Sneak Up On Sight-Reading

Develop a Systematic Approach

Audition adjudicators know that sight-reading is an essential skill for musicians. Sight-reading is a simple combination of music reading and music-making, all while looking at a piece of music for the first time. That’s why sight-reading is sometimes called a prima vista which is Italian for "at first sight." Your sight-reading performance says a lot about your musicianship because it shows musical knowledge as well as your performance technique.

Why do a lot of students fear the sight-reading part of an audition? Because most of them haven’t:

  • developed a personal systematic approach to sight-reading
  • made sight-reading part of their daily practice
  • looked for professional instruction in the art of sight-reading

That won’t happen to you because you are going to learn how to get better at sight-reading. You won’t need to get as nervous before your audition because you’ll have a plan.

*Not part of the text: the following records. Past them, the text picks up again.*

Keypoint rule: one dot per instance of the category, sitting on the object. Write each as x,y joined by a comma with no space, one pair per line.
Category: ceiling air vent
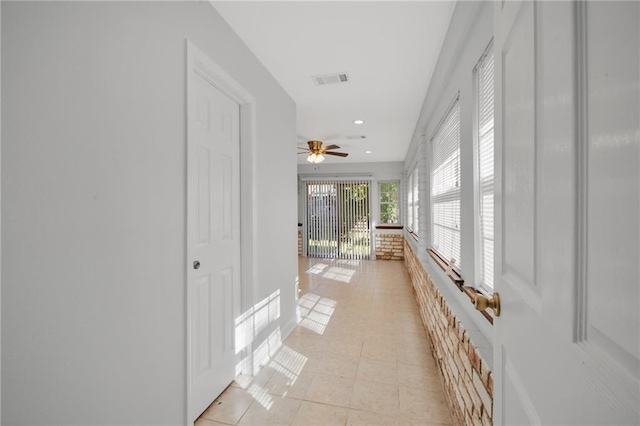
323,79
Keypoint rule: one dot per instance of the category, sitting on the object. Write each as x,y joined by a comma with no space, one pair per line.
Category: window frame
413,201
451,194
481,186
397,203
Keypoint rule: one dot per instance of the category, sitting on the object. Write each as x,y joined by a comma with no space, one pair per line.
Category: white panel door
213,246
567,343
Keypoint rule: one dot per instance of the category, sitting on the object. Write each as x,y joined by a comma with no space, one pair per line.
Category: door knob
483,303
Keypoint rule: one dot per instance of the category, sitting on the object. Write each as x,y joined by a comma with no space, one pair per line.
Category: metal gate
338,219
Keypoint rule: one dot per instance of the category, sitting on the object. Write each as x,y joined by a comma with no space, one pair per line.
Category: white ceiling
388,48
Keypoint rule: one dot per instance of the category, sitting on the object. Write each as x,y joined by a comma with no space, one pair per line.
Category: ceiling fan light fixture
315,158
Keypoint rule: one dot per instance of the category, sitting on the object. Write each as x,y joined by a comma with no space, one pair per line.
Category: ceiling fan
317,151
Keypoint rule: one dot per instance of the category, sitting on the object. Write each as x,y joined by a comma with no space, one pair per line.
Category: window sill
456,278
389,226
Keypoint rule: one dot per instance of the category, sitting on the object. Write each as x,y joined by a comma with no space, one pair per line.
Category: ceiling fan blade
339,154
326,148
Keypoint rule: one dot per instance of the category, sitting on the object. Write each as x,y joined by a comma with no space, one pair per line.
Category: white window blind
416,200
413,199
484,73
445,186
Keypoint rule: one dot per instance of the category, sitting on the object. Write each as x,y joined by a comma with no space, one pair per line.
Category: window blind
416,200
445,186
485,73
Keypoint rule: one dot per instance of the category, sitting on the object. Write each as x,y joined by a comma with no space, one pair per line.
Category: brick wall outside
389,247
467,379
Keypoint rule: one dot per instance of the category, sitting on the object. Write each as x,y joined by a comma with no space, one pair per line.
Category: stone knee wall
389,247
467,379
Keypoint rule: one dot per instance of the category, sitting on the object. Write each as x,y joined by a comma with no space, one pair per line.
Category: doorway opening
338,219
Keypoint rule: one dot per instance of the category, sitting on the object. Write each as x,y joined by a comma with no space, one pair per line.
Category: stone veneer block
466,377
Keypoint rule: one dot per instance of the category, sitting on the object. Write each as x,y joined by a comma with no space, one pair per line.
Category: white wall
93,205
469,34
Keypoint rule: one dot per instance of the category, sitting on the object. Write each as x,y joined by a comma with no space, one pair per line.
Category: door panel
567,213
213,240
612,188
519,153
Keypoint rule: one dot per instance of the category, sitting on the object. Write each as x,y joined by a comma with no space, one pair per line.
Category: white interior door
567,348
213,240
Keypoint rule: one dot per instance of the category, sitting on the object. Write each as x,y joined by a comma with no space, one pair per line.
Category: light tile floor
359,356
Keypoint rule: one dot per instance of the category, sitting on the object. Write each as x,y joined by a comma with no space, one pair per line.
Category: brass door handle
483,303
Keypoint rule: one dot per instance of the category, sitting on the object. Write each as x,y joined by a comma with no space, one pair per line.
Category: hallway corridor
359,356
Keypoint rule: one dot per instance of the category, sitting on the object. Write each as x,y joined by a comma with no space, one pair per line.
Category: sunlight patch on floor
314,312
339,274
317,269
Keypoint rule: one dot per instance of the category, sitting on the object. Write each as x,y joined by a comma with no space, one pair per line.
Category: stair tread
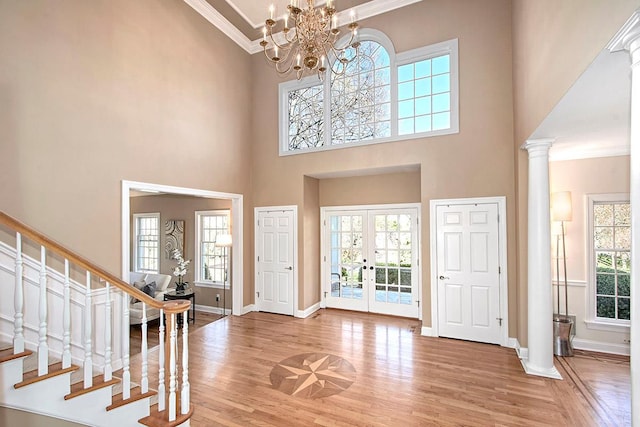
77,389
161,419
136,394
7,354
55,369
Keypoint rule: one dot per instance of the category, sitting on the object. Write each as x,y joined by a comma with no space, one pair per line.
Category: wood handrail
170,307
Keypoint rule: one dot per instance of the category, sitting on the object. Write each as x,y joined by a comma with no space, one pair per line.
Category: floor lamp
561,211
224,241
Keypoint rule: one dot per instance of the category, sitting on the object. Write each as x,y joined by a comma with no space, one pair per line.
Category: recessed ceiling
242,20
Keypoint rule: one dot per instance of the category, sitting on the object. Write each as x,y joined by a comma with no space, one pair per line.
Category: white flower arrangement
181,269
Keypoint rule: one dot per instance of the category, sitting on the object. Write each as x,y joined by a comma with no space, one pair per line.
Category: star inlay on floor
313,375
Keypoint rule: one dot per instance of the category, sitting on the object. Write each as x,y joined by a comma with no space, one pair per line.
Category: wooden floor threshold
98,383
56,369
7,355
136,394
161,419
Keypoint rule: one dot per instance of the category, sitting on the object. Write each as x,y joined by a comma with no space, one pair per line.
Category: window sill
606,326
209,285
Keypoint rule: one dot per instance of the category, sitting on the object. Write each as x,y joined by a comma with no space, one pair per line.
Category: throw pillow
139,285
150,289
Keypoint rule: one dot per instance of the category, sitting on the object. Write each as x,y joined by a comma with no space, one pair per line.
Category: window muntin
306,119
611,247
147,243
424,95
360,98
212,264
376,100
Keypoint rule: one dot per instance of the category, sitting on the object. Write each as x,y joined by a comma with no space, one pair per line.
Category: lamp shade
223,240
561,206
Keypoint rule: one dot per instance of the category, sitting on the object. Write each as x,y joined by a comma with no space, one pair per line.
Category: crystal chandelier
309,45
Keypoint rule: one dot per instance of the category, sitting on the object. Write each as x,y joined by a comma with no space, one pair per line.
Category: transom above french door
370,259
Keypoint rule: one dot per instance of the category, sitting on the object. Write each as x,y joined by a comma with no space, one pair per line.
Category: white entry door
275,246
468,272
370,260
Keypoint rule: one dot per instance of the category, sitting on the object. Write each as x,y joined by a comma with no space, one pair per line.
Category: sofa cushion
150,289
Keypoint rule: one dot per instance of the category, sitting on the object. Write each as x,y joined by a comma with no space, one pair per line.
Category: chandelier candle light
309,44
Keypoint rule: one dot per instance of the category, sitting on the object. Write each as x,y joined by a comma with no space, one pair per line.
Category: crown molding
213,16
561,152
629,31
364,11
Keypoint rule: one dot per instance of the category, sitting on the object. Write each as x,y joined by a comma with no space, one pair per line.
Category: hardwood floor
400,379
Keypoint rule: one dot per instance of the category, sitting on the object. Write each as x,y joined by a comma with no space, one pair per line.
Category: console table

You might have guessed I recommend making sight-reading part of your daily practice. A foundation for getting proficient at sight-reading includes a good command of:

  • rhythm
  • pitch accuracy
  • key signatures
  • musical styling

As you get older and better at those skills, make sure to add in the guidelines below.

How to Practice

  • 6th Grade: Using your beginning instruction book, demonstrate rhythm by counting and/or using the Gordon/Eastman technique out loud. Sing the pitches in solfege using hand signals.
  • 7th Grade: Keep practicing rhythm and pitch techniques by sight-reading the bass of a piece, like a hymn. Play/sing the bass line in the clef appropriate for your instrument or voice part. Sight-read the bass lines of 4 hymns each week. Hymnary.org is a great reference for notated hymns!
  • 8th Grade: Keep practicing rhythm and pitch techniques by sight-reading each part-line of a hymn. Play/sing the part-lines for 4 hymns each week this year.
  • 9th Grade: By this year, you probably have a personal systematic approach to rhythm and pitch accuracy. Use it every time you sight-read. This year, use ensemble concert literature, borrow other instrument or voice parts, and practice performing it in the clef appropriate for your instrument or voice part.
  • 10th Grade: Write out your own sixteen measure sight-reading examples. Take the examples and give them five different musical stylings and tempo markings along with appropriate musical terms. Sight-read one of these examples per day.
  • 11th Grade: Every day, sight read music composed for a different instrument. A good exercise is playing/singing the top line of a piano or conductor’s score and play each line of the score in your appropriate clef.

That’s our guide on how to practice sight-reading. There’s nothing magic about it. It’s just one way to do it. You and your instructor may have a different way, but whatever approach you use, use it daily. Daily practice will increase your confidence and give you a systematic approach when it’s time for your sight-reading audition.